Just when the abandoned house was in view, she swept down from the shadows, a long knife in her hand. She thrust it at him and he jumped back, drawing and extending his denn'bok. The longer reach would give him an advantage, but not enough.

Hopping backwards on to one foot, she hurled the dagger directly at his head. He only just parried it with his pike, and in that instant she moved forward, another knife in her hand. Frantically he kept her at bay, but at the cost of his balance. Stumbling backwards, he was forced into desperate defensive action.

Suddenly she spun to one side, her body instinctively dodging the PPG blast that came from nowhere. There was a smell of scorching flesh from the side of her arm and she fell, dropping the knife. A quick rush forward, and the end of his denn'bok connected with the underside of her jaw. There was a crack as her neck broke.

A final blow caved in the side of her head, and then he turned to his saviour.

It was a Narn — tall, a warrior, carrying a PPG in one hand and a sword in the other. A ragged leather eye-patch covered half of his face.

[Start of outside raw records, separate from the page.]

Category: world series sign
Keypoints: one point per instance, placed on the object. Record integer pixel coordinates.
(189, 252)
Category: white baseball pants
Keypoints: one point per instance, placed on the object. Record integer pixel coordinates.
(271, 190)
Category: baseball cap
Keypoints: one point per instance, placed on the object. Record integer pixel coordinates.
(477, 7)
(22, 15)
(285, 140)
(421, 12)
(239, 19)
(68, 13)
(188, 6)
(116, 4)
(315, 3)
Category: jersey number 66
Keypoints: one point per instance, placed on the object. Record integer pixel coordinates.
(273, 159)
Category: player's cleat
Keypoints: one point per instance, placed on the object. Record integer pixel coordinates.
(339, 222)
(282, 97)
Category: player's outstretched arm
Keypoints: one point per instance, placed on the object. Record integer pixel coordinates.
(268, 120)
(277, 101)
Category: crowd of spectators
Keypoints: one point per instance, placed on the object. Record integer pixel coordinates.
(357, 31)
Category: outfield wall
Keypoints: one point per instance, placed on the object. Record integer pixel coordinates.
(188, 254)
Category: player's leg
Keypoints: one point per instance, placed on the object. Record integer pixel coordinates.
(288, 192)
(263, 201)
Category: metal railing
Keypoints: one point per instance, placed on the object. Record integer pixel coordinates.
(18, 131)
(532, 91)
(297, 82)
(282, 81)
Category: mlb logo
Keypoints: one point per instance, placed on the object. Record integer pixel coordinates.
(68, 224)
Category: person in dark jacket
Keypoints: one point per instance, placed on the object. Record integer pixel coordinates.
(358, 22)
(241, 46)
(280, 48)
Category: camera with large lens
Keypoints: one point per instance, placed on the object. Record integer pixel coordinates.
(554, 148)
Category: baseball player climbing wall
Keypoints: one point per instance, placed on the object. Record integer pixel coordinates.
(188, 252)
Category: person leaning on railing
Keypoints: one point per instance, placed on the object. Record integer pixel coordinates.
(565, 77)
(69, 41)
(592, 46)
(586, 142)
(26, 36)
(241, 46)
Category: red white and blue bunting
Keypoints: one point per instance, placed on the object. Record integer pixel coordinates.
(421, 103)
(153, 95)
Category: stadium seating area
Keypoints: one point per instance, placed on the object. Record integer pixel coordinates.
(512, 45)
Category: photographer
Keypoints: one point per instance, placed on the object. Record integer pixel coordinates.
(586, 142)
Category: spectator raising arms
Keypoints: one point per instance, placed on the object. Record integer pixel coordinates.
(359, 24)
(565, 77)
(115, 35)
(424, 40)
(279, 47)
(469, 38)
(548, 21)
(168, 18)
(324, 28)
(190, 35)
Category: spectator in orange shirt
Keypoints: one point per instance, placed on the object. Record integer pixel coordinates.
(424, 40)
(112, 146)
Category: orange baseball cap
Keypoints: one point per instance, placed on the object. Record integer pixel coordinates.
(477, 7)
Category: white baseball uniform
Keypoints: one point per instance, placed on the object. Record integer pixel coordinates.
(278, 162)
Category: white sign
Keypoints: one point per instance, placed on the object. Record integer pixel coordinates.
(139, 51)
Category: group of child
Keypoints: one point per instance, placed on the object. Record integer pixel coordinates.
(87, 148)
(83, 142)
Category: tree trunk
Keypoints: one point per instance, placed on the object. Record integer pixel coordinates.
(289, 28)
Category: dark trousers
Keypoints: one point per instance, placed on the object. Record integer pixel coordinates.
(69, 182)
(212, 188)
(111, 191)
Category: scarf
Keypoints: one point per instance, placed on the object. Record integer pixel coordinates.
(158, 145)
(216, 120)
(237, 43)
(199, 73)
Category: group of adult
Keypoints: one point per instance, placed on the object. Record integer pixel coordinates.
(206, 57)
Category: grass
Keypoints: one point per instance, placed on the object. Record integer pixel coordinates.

"Have you got it?" Ta'Lon asked.

Lennier handed over the data crystal, and then disappeared without a word.

* * *

Senator Dexter Smith did not know his apartment had been broken into until the door had closed behind him and locked.

There was no single sign. There was certainly nothing obvious. His home had not been ransacked. Everything seemed exactly as he had left it, from the jacket thrown casually over the chair the night before to the pack of cards by the side of the breakfast table — even the half-finished coffee (sadly artificial) from this morning.

But there was something else. A sensation. Others might have called it a function of his latent telepathic abilities, but he thought it was something more primaeval than that.

A sense of violation. The unrest that signals something strange and alien invading one's home, one's place of sanctuary. The outside world was not meant to come here.

Whoever this person was, he or she was good. His security system was by no means infallible, but it was among the best available. The Government budget did stretch to protecting its Senators, even in such an unfashionable area as the Pit.

And this person had breezed through it as if it wasn't even there.

He walked forward slowly, surprised by his reaction. He had learned to trust his instincts a long time ago, and they told him not to call Security.

There was a slight creak from the room to his left, and he frowned. His bedroom. Why would anyone be in there?

Inching towards the door, he moved as quietly and stealthily as he could. The door was slightly ajar. He tried to remember if he had closed it before leaving that morning, but the memory would not come. He thought he had.